Cnooc Ltd. posted its first-ever half-year loss as crude’s plunge and writedowns on assets, including Canadian oil sands, destroyed profit at China’s biggest offshore oil and gas producer.
The company swung to a 7.74 billion yuan ($1.16 billion) loss in the January to June period, compared with a net income of 14.7 billion yuan a year earlier, the Beijing-based explorer said in a statement to the Hong Kong stock exchange on Wednesday. Oil and gas revenue fell 28.5 percent to 55.08 billion yuan and the company declared an interim dividend of HK$0.12 per share.

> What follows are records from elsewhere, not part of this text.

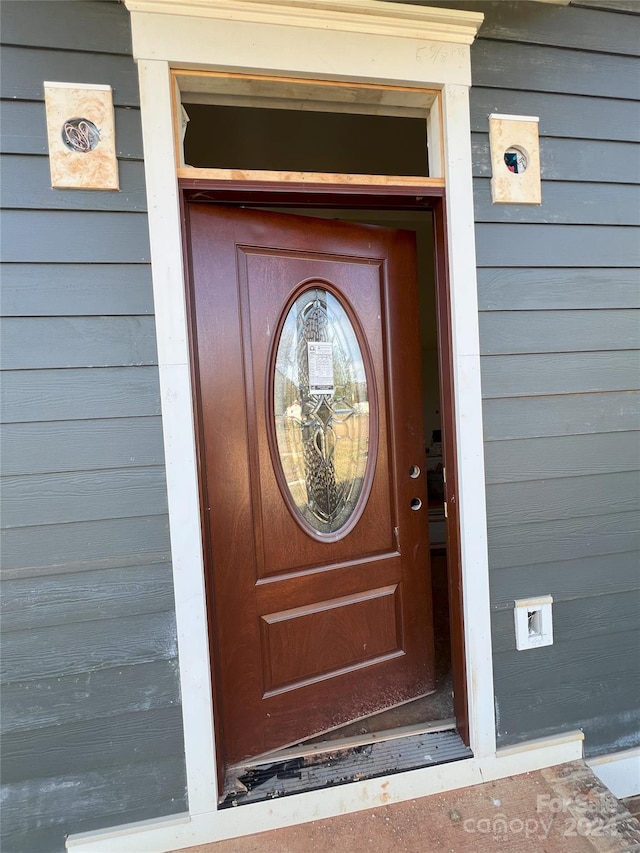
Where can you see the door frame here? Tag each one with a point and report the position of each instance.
(341, 196)
(359, 41)
(440, 61)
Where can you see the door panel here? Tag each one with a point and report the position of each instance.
(311, 628)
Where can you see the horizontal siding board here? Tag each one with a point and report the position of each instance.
(563, 498)
(556, 26)
(43, 499)
(70, 799)
(77, 394)
(24, 71)
(563, 539)
(524, 289)
(77, 342)
(561, 456)
(517, 245)
(92, 745)
(87, 646)
(105, 26)
(564, 203)
(564, 414)
(535, 68)
(23, 129)
(599, 162)
(63, 699)
(595, 575)
(26, 184)
(83, 545)
(53, 838)
(58, 446)
(566, 116)
(630, 6)
(505, 332)
(565, 686)
(559, 373)
(576, 620)
(101, 594)
(63, 290)
(75, 237)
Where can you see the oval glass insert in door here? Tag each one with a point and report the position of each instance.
(321, 409)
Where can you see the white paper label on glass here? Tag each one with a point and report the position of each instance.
(321, 379)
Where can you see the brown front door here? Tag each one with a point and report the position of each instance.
(308, 387)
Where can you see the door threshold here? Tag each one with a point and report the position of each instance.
(298, 769)
(304, 749)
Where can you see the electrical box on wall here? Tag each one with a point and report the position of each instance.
(533, 622)
(81, 134)
(515, 159)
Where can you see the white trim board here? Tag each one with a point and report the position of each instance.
(163, 42)
(619, 771)
(180, 831)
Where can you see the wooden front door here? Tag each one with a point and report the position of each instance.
(308, 388)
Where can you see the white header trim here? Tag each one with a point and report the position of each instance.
(359, 41)
(361, 16)
(94, 87)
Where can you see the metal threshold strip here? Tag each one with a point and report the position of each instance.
(322, 765)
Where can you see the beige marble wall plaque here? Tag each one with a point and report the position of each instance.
(80, 127)
(515, 159)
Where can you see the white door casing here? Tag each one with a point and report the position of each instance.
(363, 41)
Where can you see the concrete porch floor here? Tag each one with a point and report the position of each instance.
(563, 809)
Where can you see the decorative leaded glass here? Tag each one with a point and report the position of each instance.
(321, 410)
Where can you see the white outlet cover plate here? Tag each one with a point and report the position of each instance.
(518, 133)
(524, 638)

During the first half of the year, Brent crude, the global benchmark, averaged roughly 30 percent lower than the same period in 2015, roiling global explorers. Prices have whipsawed this year, flipping five times between bear and bull markets, as production from nations outside the Organization of Petroleum Exporting Countries, including China and the U.S., declines in the wake of a price crash that began in 2014.
“Cnooc has already done all it can to cut costs and improve efficiency as offshore exploration is indeed more expensive than offshore,” Tian Miao, a Beijing-based analyst at North Square Blue Oak Ltd. said by phone. “Compared to other integrated explorers, Cnooc is totally exposed to crude prices. And what the company may do moving forward depends largely on which direction crude price may go in the second half.”
Most of Cnooc’s 10.4 billion yuan impairment charge came from oil sands assets in Canada, Chairman Yang Hua said in a briefing in Hong Kong Wednesday. The short-term pressure from low crude prices and relatively high production costs won’t shake the company’s confidence in its oil sands investments, he said.
“We look at the fuel from a 30 to 50 years perspective, not three to six months,” he said.
Cnooc’s output in the first six months of the year rose 0.6 percent to 241.5 million barrels of oil equivalent, Cnooc said in the statement. That’s down more than 5 percent from the second half of last year. Cnooc said in January that full-year production will fall for the first time since 1999 and that capital spending would be capped at 60 billion yuan. The company maintained its full-year production forecast at 470 million to 485 million barrels this year, from 496 million barrels of oil equivalent in 2015.
Cnooc’s all-in cost per barrel of oil equivalent fell 15.5 percent to $34.86 compared with the same period last year. Capital expenditure for the first half dropped 33 percent to 22 billion yuan. The company will attempt to control capital spending within the previously announced 60 billion yuan target through 2016, President Yuan Guangyu said at the same press conference.
‘Exceptional’ Cost Cuts
Cnooc delivered “exceptional” spending cuts with both production costs and capital expenditure declining in the first half, Neil Beveridge, a Hong Kong-based analyst at Sanford C. Bernstein & Co., said in an e-mailed note. Beveridge rates the stock as outperform with a target price of HK$12.80.
Cnooc shares dropped 0.2 percent to HK$9.61 at the close in Hong Kong Wednesday. The stock has risen 19 percent this year, outpacing the benchmark Hang Seng Index’s 4.1 percent gain.
The explorer made six new discoveries and 20 successful appraisals in offshore fields in China in the first half, and drilled 6 successful appraisal wells overseas, it said in the statement. Two of the four new projects planned for the year have already come on stream.